Charlotte will be 2 in June. This means that I have been trying for almost 2 years to shed the 40 pounds I gained in pregnancy. I'm halfway there, but these last 20 pounds are a bitch to lose.

So far I've adjusted my diet toward more whole grain and power types of foods like chia seeds, local honey, fruits and vegetables, and healthy oils like coconut and safflower oil. My kitchen pantry is like a showcase of Trader Joes, New Seasons and Bob's Red Mill. I've also been pretty good about going to yoga once a week. But this is obviously inadequate.

I know this isn't particularly profound but I've been realizing that your body is the physical appearance of what you do to take care of it. Exercise tones and shapes it.

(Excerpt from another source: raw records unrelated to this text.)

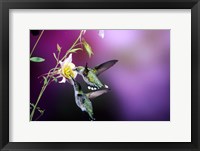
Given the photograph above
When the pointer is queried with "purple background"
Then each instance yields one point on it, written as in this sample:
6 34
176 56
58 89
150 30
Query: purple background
139 82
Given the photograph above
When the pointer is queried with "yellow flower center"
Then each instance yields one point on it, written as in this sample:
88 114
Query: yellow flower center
67 71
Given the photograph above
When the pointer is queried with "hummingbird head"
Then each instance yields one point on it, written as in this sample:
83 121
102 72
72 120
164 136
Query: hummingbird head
85 72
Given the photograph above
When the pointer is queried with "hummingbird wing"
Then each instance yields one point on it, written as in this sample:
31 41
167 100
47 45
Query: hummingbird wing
104 66
92 95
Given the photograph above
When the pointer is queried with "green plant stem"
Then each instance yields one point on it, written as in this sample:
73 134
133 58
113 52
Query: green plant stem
49 77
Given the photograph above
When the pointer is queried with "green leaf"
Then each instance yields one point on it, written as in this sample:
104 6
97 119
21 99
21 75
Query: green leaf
45 80
74 50
87 47
59 48
37 59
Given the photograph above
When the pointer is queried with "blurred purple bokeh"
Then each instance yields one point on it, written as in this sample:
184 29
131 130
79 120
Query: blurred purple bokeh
139 82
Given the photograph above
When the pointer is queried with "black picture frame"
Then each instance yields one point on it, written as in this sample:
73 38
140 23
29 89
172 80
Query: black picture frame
5 5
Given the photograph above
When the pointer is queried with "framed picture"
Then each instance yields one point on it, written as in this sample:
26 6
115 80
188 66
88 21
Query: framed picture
114 75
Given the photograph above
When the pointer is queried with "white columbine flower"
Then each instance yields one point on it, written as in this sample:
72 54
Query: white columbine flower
67 70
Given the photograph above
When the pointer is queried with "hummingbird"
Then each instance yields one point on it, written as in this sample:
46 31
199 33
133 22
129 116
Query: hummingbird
90 75
83 100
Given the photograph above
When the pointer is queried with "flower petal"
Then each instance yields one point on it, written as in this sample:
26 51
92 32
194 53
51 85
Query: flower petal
63 80
67 60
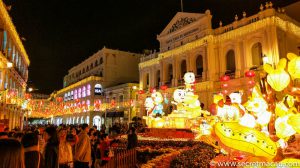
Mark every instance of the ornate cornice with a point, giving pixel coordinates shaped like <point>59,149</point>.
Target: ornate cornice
<point>75,85</point>
<point>149,63</point>
<point>12,31</point>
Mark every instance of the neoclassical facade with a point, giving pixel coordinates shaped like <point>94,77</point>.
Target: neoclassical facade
<point>189,43</point>
<point>14,64</point>
<point>109,64</point>
<point>99,89</point>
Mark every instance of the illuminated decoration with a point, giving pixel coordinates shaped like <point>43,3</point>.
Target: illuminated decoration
<point>188,108</point>
<point>250,74</point>
<point>98,89</point>
<point>277,78</point>
<point>189,79</point>
<point>164,87</point>
<point>245,139</point>
<point>141,92</point>
<point>158,107</point>
<point>258,107</point>
<point>294,65</point>
<point>224,85</point>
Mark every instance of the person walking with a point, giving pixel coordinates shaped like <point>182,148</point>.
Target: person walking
<point>82,156</point>
<point>132,139</point>
<point>51,148</point>
<point>65,150</point>
<point>11,155</point>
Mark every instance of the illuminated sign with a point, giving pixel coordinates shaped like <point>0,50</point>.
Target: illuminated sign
<point>98,89</point>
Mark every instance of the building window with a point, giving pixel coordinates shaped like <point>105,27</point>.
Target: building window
<point>75,94</point>
<point>79,93</point>
<point>83,91</point>
<point>199,65</point>
<point>101,60</point>
<point>121,98</point>
<point>72,95</point>
<point>183,68</point>
<point>88,90</point>
<point>230,62</point>
<point>4,40</point>
<point>257,54</point>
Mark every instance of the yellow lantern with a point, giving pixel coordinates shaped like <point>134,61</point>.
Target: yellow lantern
<point>294,65</point>
<point>278,78</point>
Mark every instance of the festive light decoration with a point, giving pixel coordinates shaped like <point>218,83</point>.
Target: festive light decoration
<point>278,79</point>
<point>248,140</point>
<point>294,65</point>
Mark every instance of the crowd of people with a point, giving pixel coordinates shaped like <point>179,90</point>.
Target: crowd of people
<point>49,146</point>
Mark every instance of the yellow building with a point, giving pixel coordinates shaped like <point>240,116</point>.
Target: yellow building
<point>14,64</point>
<point>99,88</point>
<point>189,43</point>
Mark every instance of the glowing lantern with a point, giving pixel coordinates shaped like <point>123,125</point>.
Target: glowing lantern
<point>164,87</point>
<point>141,91</point>
<point>294,65</point>
<point>59,99</point>
<point>250,74</point>
<point>278,78</point>
<point>225,78</point>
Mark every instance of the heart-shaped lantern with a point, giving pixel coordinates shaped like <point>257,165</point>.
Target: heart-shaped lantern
<point>277,78</point>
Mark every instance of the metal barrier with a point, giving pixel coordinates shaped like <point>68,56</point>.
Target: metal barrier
<point>122,159</point>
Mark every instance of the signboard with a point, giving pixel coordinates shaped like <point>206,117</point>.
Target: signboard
<point>98,89</point>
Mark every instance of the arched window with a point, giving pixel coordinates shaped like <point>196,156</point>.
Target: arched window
<point>199,65</point>
<point>83,91</point>
<point>121,98</point>
<point>101,60</point>
<point>157,78</point>
<point>230,62</point>
<point>170,73</point>
<point>147,79</point>
<point>256,51</point>
<point>88,90</point>
<point>183,68</point>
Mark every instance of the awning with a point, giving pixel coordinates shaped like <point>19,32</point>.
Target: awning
<point>115,114</point>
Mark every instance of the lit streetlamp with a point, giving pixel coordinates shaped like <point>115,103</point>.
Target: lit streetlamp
<point>130,102</point>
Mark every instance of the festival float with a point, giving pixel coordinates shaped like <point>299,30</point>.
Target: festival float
<point>263,128</point>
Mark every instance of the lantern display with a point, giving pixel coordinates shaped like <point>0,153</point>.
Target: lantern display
<point>294,65</point>
<point>278,78</point>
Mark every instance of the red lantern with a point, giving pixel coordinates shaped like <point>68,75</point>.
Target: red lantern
<point>225,78</point>
<point>59,99</point>
<point>164,87</point>
<point>250,74</point>
<point>141,91</point>
<point>152,90</point>
<point>27,96</point>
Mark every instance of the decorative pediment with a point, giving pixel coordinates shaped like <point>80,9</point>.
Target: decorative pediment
<point>181,23</point>
<point>180,20</point>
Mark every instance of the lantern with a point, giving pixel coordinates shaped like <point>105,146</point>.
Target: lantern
<point>164,87</point>
<point>59,99</point>
<point>278,78</point>
<point>141,91</point>
<point>294,65</point>
<point>250,74</point>
<point>225,78</point>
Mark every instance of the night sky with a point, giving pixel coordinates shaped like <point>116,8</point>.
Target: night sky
<point>62,33</point>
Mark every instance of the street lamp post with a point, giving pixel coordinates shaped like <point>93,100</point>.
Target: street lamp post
<point>130,98</point>
<point>9,65</point>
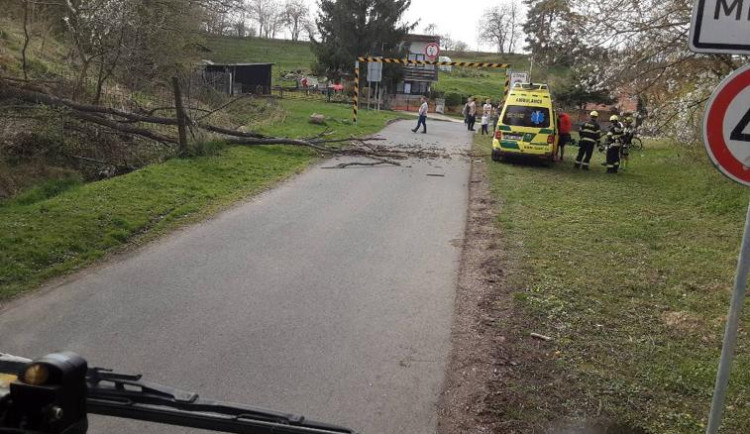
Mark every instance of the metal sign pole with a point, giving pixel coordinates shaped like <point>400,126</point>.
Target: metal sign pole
<point>355,103</point>
<point>730,333</point>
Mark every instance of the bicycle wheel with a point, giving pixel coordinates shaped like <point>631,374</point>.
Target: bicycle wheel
<point>636,144</point>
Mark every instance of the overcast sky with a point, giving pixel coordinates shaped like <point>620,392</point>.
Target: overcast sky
<point>458,18</point>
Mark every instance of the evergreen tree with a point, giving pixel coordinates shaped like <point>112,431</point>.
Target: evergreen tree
<point>352,28</point>
<point>552,29</point>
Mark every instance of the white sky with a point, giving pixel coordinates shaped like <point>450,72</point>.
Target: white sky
<point>458,18</point>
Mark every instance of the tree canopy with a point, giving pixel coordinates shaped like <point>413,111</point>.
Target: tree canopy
<point>352,28</point>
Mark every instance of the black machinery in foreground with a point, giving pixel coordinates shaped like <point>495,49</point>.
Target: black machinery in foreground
<point>54,394</point>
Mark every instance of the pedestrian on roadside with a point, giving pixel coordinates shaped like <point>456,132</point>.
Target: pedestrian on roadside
<point>485,123</point>
<point>422,117</point>
<point>563,126</point>
<point>472,111</point>
<point>487,107</point>
<point>614,139</point>
<point>495,117</point>
<point>589,135</point>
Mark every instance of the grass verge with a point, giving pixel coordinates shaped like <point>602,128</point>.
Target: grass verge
<point>631,277</point>
<point>56,230</point>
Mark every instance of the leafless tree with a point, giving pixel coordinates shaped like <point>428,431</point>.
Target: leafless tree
<point>265,13</point>
<point>430,29</point>
<point>294,17</point>
<point>500,26</point>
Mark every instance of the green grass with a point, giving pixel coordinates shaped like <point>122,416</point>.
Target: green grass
<point>285,55</point>
<point>475,81</point>
<point>631,275</point>
<point>61,226</point>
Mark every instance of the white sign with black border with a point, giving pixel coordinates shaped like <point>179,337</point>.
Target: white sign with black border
<point>720,26</point>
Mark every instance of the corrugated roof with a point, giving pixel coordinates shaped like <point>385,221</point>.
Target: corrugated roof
<point>241,64</point>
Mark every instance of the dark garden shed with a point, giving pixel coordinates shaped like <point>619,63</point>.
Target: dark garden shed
<point>245,77</point>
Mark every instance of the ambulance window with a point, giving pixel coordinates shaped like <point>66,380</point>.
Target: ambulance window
<point>526,116</point>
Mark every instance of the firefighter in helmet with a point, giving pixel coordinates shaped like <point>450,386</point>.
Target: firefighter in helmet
<point>614,143</point>
<point>589,135</point>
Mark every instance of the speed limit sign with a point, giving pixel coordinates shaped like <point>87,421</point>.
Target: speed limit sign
<point>432,50</point>
<point>726,126</point>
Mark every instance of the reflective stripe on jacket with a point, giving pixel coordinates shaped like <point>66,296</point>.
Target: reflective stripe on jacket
<point>590,132</point>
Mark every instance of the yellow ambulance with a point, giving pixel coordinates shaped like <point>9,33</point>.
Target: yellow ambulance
<point>527,124</point>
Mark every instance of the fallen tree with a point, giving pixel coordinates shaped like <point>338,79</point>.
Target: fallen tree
<point>124,122</point>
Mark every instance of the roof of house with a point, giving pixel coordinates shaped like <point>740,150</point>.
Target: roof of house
<point>422,38</point>
<point>208,62</point>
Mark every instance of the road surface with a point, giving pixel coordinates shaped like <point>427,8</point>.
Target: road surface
<point>330,296</point>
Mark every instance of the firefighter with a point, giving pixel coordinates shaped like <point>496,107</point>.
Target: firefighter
<point>614,143</point>
<point>589,135</point>
<point>627,138</point>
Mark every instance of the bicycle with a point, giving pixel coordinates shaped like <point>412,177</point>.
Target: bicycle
<point>636,144</point>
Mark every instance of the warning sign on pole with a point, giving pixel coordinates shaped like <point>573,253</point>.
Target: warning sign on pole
<point>726,126</point>
<point>726,135</point>
<point>720,26</point>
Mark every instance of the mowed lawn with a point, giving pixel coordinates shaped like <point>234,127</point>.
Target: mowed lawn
<point>631,276</point>
<point>54,229</point>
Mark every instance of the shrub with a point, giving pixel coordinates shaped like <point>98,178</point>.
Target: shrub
<point>453,98</point>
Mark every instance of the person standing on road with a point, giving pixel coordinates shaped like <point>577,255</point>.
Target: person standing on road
<point>563,126</point>
<point>422,117</point>
<point>495,117</point>
<point>614,139</point>
<point>589,135</point>
<point>627,139</point>
<point>472,111</point>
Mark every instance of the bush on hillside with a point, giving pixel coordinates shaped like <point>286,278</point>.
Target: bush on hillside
<point>453,98</point>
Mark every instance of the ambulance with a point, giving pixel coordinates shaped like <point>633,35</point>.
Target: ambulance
<point>527,125</point>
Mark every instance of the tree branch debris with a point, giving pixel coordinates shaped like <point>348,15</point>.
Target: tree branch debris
<point>136,124</point>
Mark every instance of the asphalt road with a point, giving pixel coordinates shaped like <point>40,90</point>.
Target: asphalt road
<point>330,296</point>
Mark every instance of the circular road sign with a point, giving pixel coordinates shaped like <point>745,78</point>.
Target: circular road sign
<point>432,50</point>
<point>726,126</point>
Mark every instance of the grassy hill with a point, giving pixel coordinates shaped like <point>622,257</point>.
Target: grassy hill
<point>285,55</point>
<point>293,56</point>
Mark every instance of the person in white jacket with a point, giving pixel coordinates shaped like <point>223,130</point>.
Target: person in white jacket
<point>422,117</point>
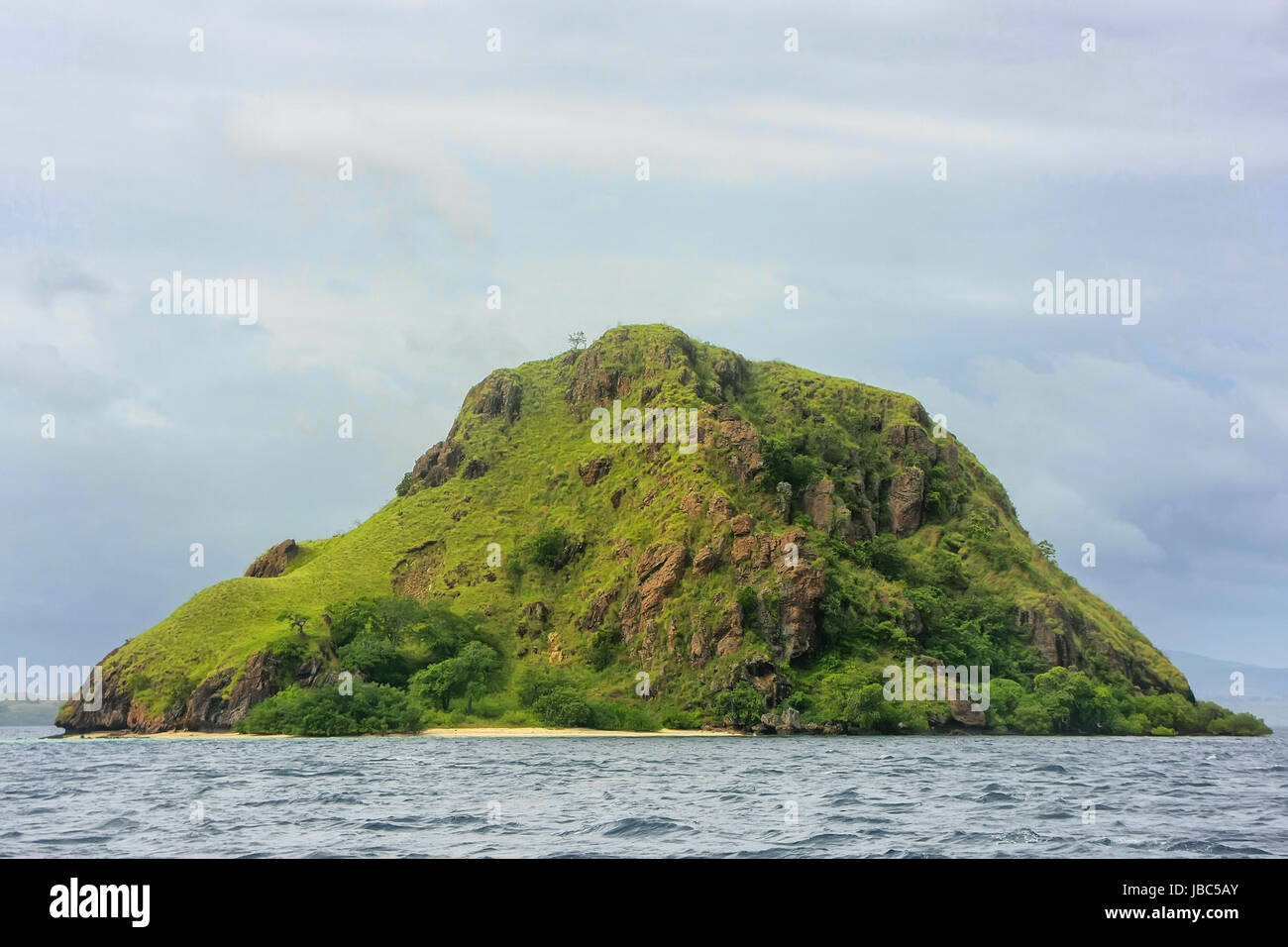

Healthy foods make it glow. Stress wears it out. Trans-fats make it flubby. Throw in a late-night visit to McDonalds and more than a few trips to starbucks (why would I want it nonfat and sugar free? I don't want to taste the coffee!), a not-so-recent pregnancy and a lack of regular exercise and you'll get something similar to what I see in the mirror every day. Although I must say that all the coconut oil has made my skin really nice!'

The point is, for as much as I've managed to do, I'm still not back to where I was. So I thought perhaps I should take a walk down memory lane.

Before I got pregnant I was on week 3 of couch to 5k (perhaps I had been working on it for more than a week but who cares?!). I was also going to dragon boat practice for 4 hours a week. I ate salads for lunch most of the time and my portions were under control when I didn't eat salad. This was enough to keep me at about 170 pounds. I'd like to be more like 150 so I'd have to increase my exercise from this level.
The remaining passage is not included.